Two bronze sculptures that just went on display at Cambridge University’s Fitzwilliam Museum in the UK seemed to have finally given up their secret.
Which one of these is not like the others. Proving who created this work, also referred to as the “Panther-Riding Drunks”, was long debated but ultimately the honors have gone to Michelangelo one of the most recognizable and famous artists of the Italian Renaissance. However, when looking at his works like the “David” or the “Sistine Chapel” many refused to credit him as the artist that created these sculptures.
The Bronzes have been “attributed to various circles and schools since their first documented appearance, in 1878 in the collection of Baron Adolphe de Rothschild. The sculptures have been exhibited only a handful of times…but based on new scientific evidence, as well as close analysis…and an invaluable clue from a sheet of one of his disciples’ sketches, Cambridge University professor emeritus Paul Joannides and Victoria Avery, the keeper of applied arts at the Fitzwilliam, have attributed the puzzling pair to the Renaissance master.”
Researchers Avery and Joannides state this drawing, made by an unknown artist after originals by Michelangelo, records the nude riding a panther on the lower right hand corner and “proves that Michelangelo was actively engaged with the very unusual subject of muscular nude men riding panthers and, he was doing so in the first eight years of the sixteenth century.“
The work depicts a definite pagan subject – Bacchus, the Roman God of wine, celebration, nudity and drunkenness.
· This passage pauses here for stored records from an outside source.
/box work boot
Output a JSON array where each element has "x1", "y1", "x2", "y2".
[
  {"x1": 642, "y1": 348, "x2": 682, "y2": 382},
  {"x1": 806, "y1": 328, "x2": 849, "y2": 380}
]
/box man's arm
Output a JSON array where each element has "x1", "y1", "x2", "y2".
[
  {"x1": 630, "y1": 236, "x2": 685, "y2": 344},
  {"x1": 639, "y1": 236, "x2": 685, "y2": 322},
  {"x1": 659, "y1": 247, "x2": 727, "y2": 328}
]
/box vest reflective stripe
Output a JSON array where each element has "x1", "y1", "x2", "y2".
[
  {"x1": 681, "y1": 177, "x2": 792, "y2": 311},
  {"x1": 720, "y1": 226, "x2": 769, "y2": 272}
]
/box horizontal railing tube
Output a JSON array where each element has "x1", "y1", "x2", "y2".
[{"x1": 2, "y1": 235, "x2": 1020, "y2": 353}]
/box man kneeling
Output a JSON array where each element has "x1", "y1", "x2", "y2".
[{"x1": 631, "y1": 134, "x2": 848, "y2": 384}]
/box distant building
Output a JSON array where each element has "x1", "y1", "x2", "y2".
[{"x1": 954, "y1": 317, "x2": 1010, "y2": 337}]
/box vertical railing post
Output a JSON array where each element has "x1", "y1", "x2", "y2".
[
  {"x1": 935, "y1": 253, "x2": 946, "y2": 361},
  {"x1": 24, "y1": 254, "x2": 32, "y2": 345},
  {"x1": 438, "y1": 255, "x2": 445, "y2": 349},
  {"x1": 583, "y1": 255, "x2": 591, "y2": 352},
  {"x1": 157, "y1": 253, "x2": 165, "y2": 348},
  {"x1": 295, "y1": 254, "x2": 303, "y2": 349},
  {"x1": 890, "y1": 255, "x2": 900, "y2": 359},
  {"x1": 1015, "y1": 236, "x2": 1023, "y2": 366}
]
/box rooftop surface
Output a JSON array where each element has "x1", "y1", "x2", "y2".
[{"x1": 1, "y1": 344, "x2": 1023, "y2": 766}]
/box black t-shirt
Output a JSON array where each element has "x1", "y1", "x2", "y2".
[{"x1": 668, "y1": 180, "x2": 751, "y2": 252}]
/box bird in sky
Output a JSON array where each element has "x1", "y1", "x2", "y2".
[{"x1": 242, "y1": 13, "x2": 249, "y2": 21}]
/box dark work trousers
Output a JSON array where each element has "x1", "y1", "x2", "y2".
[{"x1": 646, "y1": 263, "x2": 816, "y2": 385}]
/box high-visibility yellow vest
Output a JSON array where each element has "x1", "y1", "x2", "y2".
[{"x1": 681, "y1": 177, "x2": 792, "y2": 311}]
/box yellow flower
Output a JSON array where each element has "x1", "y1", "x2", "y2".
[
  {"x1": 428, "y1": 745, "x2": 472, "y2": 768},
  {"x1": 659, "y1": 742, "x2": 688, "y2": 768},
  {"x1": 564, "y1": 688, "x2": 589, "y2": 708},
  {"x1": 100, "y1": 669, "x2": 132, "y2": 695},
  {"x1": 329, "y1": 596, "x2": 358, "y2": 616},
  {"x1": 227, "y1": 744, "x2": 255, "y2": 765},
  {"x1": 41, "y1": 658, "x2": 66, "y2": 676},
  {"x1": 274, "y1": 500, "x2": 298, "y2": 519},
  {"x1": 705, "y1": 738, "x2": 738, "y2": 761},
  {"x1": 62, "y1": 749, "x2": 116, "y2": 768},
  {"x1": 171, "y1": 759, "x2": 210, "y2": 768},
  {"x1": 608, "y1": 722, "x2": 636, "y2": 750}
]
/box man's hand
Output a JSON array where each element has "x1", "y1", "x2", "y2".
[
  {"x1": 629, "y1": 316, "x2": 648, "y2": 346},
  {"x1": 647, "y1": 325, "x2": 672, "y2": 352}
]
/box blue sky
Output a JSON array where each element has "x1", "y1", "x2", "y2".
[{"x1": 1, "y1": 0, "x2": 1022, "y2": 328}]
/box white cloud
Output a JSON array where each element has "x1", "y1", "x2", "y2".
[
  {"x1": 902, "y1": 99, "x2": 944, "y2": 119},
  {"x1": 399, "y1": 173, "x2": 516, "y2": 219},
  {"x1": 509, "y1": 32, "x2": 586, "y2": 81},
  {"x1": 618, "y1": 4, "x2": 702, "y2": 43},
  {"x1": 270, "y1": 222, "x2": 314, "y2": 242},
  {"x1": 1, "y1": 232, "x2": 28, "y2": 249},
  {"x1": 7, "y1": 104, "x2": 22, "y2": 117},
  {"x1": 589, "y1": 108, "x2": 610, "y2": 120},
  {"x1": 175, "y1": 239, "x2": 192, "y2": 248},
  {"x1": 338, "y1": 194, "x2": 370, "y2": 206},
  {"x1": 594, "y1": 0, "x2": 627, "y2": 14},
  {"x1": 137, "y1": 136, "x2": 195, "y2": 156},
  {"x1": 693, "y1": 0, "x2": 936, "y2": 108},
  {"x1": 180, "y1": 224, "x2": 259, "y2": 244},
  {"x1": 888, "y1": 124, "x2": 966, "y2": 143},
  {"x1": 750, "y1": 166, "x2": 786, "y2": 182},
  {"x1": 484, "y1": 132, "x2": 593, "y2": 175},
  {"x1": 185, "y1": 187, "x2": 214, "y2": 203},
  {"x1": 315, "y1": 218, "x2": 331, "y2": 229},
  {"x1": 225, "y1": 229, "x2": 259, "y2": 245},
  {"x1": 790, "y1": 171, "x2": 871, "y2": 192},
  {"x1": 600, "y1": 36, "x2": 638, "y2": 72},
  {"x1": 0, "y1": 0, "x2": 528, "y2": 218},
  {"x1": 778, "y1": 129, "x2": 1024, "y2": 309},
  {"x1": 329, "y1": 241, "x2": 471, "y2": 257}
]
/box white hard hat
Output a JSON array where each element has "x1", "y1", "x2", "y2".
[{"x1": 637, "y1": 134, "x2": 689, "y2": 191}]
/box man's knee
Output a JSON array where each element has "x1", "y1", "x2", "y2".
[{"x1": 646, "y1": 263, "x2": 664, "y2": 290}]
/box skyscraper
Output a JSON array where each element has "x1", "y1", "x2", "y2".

While the figures seem to clash, anatomical and well muscled male nudes with stylized panthers that look like they were created from a mix of mythical felines, the researchers say that they way they fit together proves this work was created and intended to be a cohesive unit.
A beautifully odd albeit slightly humorous piece that may be Michelangelo’s only surviving metal sculptures
The length of time it took to credit Michelangelo with this work may have been partly due to the artists own documented views on bronze sculpture he had later in life. He did not look favorably on the medium and “classed it with painting, and was thus of a lower order than carving.” Michelangelo’s aesthetic disclaimer had been “taken as gospel by the vast majority of his biographers and commentators” leading most to believe that Michelangelo was not a maker of bronzes.